Teachers and school counsellors have to navigate disclosures from students about videos sourced on YouTube but the reality is the video often starts on a website with less oversight and commitment to age-gating like Reddit, WorldStar, or LiveLeak and the content can be explosive in conversation within a school community.
Digital environments allow kids to see the world – all of it, the good, the bad, the uncensored, the viral – and virality is a constant feature of our society and has become an everyday media product of our social media use. Videos shared on social media, once viral, migrate to the six-o’clock news and it should not be a surprise that children will see and hear aspects of the videos as conversations develop, whether it be from friends at school or overhearing people in their home, talk about a video that captured the attention of the day.
Keeping kids safe, healthy, and aware of the content in viral videos is a challenge that teachers, parents, and guardians are struggling with but the reality in this dialogue is that kids should feel encouraged by adults in their life to talk about the experiences that they have online.

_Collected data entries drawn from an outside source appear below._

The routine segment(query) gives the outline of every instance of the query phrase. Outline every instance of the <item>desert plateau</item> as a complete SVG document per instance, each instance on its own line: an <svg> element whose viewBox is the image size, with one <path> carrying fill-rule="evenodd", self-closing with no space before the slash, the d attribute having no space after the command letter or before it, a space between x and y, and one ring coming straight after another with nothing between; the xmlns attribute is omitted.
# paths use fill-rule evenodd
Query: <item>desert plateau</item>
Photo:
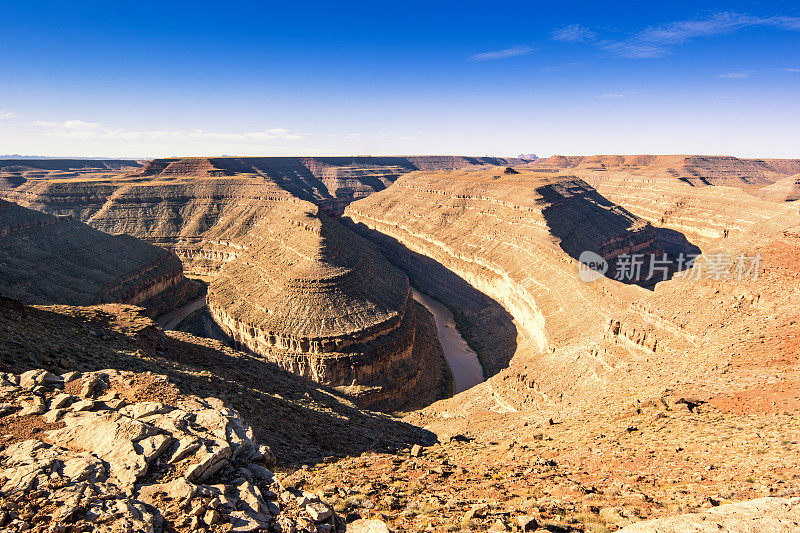
<svg viewBox="0 0 800 533"><path fill-rule="evenodd" d="M800 533L800 4L0 6L0 533Z"/></svg>
<svg viewBox="0 0 800 533"><path fill-rule="evenodd" d="M797 523L799 172L700 156L4 160L0 518ZM618 267L583 279L586 250ZM638 276L626 257L647 259ZM450 363L448 328L464 352Z"/></svg>

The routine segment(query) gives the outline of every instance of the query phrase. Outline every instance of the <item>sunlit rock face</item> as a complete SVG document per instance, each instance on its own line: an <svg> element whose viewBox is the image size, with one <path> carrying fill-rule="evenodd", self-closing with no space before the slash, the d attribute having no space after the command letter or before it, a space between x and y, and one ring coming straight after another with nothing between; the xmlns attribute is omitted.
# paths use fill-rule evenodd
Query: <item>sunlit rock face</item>
<svg viewBox="0 0 800 533"><path fill-rule="evenodd" d="M417 172L347 207L344 221L453 310L490 376L421 420L530 409L602 416L676 390L735 395L753 368L795 383L781 367L796 356L800 320L792 180L771 182L774 171L761 185L698 185L643 159L636 170ZM584 281L576 257L681 249L700 254L694 266L653 286ZM719 256L730 269L714 277ZM737 277L740 256L760 259L758 276Z"/></svg>
<svg viewBox="0 0 800 533"><path fill-rule="evenodd" d="M613 264L690 246L580 179L501 169L418 172L351 204L345 217L455 309L490 375L508 366L517 334L545 352L592 327L574 320L595 292L577 275L582 252Z"/></svg>
<svg viewBox="0 0 800 533"><path fill-rule="evenodd" d="M800 159L727 156L553 156L524 168L569 173L652 224L706 248L787 212L800 198Z"/></svg>
<svg viewBox="0 0 800 533"><path fill-rule="evenodd" d="M158 314L192 291L168 250L3 200L0 257L0 292L31 304L119 302Z"/></svg>
<svg viewBox="0 0 800 533"><path fill-rule="evenodd" d="M362 237L305 204L276 211L209 287L211 316L240 346L365 405L430 403L443 362L408 279Z"/></svg>
<svg viewBox="0 0 800 533"><path fill-rule="evenodd" d="M0 197L168 247L187 272L213 275L241 253L239 238L287 202L311 201L338 216L408 172L521 162L460 156L3 161Z"/></svg>

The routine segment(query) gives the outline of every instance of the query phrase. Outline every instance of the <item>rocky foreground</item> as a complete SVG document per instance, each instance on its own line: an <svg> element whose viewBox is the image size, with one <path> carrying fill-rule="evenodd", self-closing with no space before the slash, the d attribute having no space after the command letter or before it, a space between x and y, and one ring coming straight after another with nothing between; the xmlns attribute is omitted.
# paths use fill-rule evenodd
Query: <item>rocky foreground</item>
<svg viewBox="0 0 800 533"><path fill-rule="evenodd" d="M344 530L216 398L106 370L0 376L5 531Z"/></svg>
<svg viewBox="0 0 800 533"><path fill-rule="evenodd" d="M305 200L334 213L349 204L341 222L452 308L491 377L397 419L253 351L161 331L138 308L0 298L0 372L14 373L0 482L31 483L24 497L0 487L0 527L59 530L59 491L88 469L76 483L89 500L65 524L76 530L111 529L98 516L118 505L136 511L117 529L136 531L800 530L796 161L604 156L426 170L354 203L394 170L302 162L312 179L297 161L280 172L226 166L240 163L162 160L130 181L0 178L7 198L166 244L216 275L258 266L251 251L274 248L260 226L271 216ZM305 251L313 276L280 261L271 273L337 280L317 275L339 254L320 244ZM588 283L584 247L608 259L703 255L657 285L619 283L613 271ZM740 255L759 257L757 279L709 275L712 259ZM16 375L37 368L53 377ZM68 371L83 374L56 377ZM84 391L92 375L106 376L102 390ZM244 433L220 431L222 419ZM178 501L186 486L188 503ZM315 521L321 509L332 514Z"/></svg>

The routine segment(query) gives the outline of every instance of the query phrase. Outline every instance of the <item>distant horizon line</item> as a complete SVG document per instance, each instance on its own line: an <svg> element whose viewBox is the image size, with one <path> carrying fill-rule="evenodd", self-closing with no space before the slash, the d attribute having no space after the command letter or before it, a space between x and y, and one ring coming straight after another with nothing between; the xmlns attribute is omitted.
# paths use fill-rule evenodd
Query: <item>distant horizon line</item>
<svg viewBox="0 0 800 533"><path fill-rule="evenodd" d="M529 154L520 154L529 155ZM736 159L800 159L800 154L794 157L786 156L739 156L731 153L716 153L716 154L702 154L702 153L598 153L598 154L549 154L537 156L537 159L548 159L551 157L636 157L636 156L654 156L654 157L733 157ZM520 158L519 155L465 155L465 154L385 154L385 155L372 155L372 154L340 154L340 155L313 155L313 154L296 154L296 155L169 155L169 156L51 156L51 155L23 155L23 154L0 154L2 161L47 161L47 160L84 160L84 161L154 161L156 159L189 159L189 158L207 158L207 159L222 159L222 158L291 158L291 157L482 157L493 159L525 159Z"/></svg>

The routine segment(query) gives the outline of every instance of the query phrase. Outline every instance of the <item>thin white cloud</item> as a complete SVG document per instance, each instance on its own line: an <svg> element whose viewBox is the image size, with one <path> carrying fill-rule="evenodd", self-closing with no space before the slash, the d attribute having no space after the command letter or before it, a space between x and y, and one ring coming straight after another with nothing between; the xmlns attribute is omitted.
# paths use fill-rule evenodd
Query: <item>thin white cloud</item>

The difficulty for adults is that there are some very graphic and difficult things to talk about in social media sharing but the conversation has to be met with a supportive, non-judgemental, and shame-free experience that provides insight, empathy, and care.
What’s important to recognize in conversation with children about viral videos is that children have an internet knowledge that starts in a world without boundaries of oversight and that access to content that parents may find disturbing is a click away. For parents and guardians of kids, the need to participate in the conversations that emerge in the daily lives of children is imperative and not talking to kids about their online experiences is a mistake. The learning and empathy needed to address some of the themes in viral videos require life experiences that adults can provide – no matter how transparent we have to be.
For parents and guardians, this includes putting in the time to be available for the disclosures of media experience that kids will have and provide avenues to open dialogues with the trusted adults in their lives. Whether youth take advantage of these conversations and benefit, is an open question, but new media technologies will continue to push an isolated event and move the discussion to our homes, schools, and playgrounds – being there to hear how kids perceive the events sourced from the internet can mitigate some of the risks but being there for the kids should be supportive and factual of the realities of the world, not reactive and isolating because it’s too hard to talk about.